Michael Hoffmann - Senior Frontend Developer (Freelancer)
Michael Hoffmann
Apr 28, 2023
2 min read
Vue Tip: Effortless Handle Asynchronous Components With Suspense Image
Experimental Feature

<Suspense> is an experimental feature. It is not guaranteed to reach stable status and the API may change before it does.

In the world of modern web development, delivering seamless user experiences is of utmost importance. Asynchronous components, which load data or resources dynamically, play a crucial role in achieving this goal.

Vue 3 introduces an interesting feature called Suspense to effortlessly handle asynchronous components. You can use it to show a loading state while all async dependencies in the nested component tree are being resolved.

Without Suspense

For this article, let's use the following component hierarchy for demonstration purposes:

  ├─ <Profile> (async component)
  └─ <FetchComponent> (component with async setup())

We have a Dashboard component that includes two child components:

  • Profile: This component is loaded asynchronously
  • FetchComponent: This component fetches data using async/await within <script setup>

Each of the child components has its loading state, they are visible if the component is loaded:

Without Suspense


The code for this demo is available at StackBlitz:

As you can imagine this can harm the user experience if you see multiple loading spinners on the page and content displayed at different times.

Let's take a look at how <Suspense> is trying to solve that problem.

With Suspense

The <Suspense> component enables us to display top-level loading & error states while waiting for nested async dependencies to be resolved:

    <!-- Component with nested async dependencies -->
    <Dashboard />

    <!-- Loading state via #fallback slot -->
    <template #fallback> Loading... </template>

<Suspense> has two slots: #default and #fallback. Both slots only allow for one immediate child node.

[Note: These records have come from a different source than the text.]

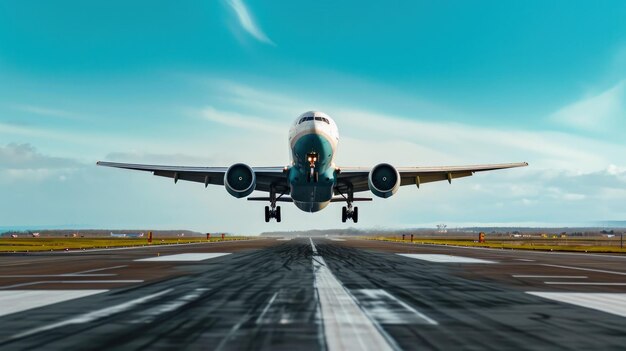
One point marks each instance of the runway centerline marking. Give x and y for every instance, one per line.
x=439, y=258
x=346, y=326
x=584, y=269
x=613, y=303
x=550, y=276
x=94, y=315
x=186, y=257
x=98, y=270
x=13, y=301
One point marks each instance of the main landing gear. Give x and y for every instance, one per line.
x=349, y=212
x=272, y=211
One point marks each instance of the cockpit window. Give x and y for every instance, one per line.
x=321, y=119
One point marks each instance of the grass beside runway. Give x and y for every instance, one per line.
x=571, y=245
x=60, y=244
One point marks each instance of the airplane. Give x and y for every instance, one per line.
x=312, y=180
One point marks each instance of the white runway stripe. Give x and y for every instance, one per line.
x=346, y=326
x=550, y=276
x=584, y=269
x=445, y=258
x=94, y=315
x=613, y=303
x=387, y=309
x=12, y=301
x=188, y=257
x=585, y=283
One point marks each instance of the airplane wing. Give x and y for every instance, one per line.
x=357, y=176
x=210, y=175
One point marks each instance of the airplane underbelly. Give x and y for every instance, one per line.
x=311, y=206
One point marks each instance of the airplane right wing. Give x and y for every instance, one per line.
x=356, y=177
x=265, y=176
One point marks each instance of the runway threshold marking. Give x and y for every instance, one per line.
x=13, y=301
x=94, y=315
x=445, y=258
x=387, y=309
x=613, y=303
x=346, y=325
x=584, y=269
x=186, y=257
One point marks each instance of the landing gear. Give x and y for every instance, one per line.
x=313, y=175
x=349, y=212
x=272, y=211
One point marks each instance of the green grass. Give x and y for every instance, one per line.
x=55, y=244
x=572, y=245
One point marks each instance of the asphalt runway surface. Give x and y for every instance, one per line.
x=312, y=294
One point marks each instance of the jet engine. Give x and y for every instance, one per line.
x=383, y=180
x=240, y=180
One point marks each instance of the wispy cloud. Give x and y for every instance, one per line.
x=246, y=21
x=238, y=120
x=45, y=111
x=596, y=112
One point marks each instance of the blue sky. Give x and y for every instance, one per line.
x=214, y=82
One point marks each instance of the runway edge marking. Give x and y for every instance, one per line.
x=613, y=303
x=441, y=258
x=94, y=315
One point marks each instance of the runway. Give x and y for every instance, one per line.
x=312, y=294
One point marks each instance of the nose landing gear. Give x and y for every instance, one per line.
x=313, y=175
x=349, y=212
x=272, y=211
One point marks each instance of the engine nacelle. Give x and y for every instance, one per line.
x=240, y=180
x=383, y=180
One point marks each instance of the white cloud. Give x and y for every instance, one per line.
x=246, y=21
x=45, y=111
x=238, y=120
x=597, y=112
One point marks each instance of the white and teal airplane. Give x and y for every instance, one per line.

Our demo application now behaves this way using <Suspense>:

With Suspense

The <Suspense> component has two states: pending and resolve.

When <Suspense> is first rendered, it will display its default slot content in memory. If any asynchronous dependencies are encountered, it will transition to a pending state. While in the pending state, the fallback content will be shown. Once all the encountered asynchronous dependencies are resolved, <Suspense> enters a resolved state and displays the resolved default slot content.

If no async dependencies were encountered during the initial render, <Suspense> will directly go into a resolved state.


<Suspense> currently does not provide error handling via the component itself. However, you can use the errorCaptured option or the onErrorCaptured() hook to capture and handle async errors in the parent component of <Suspense>.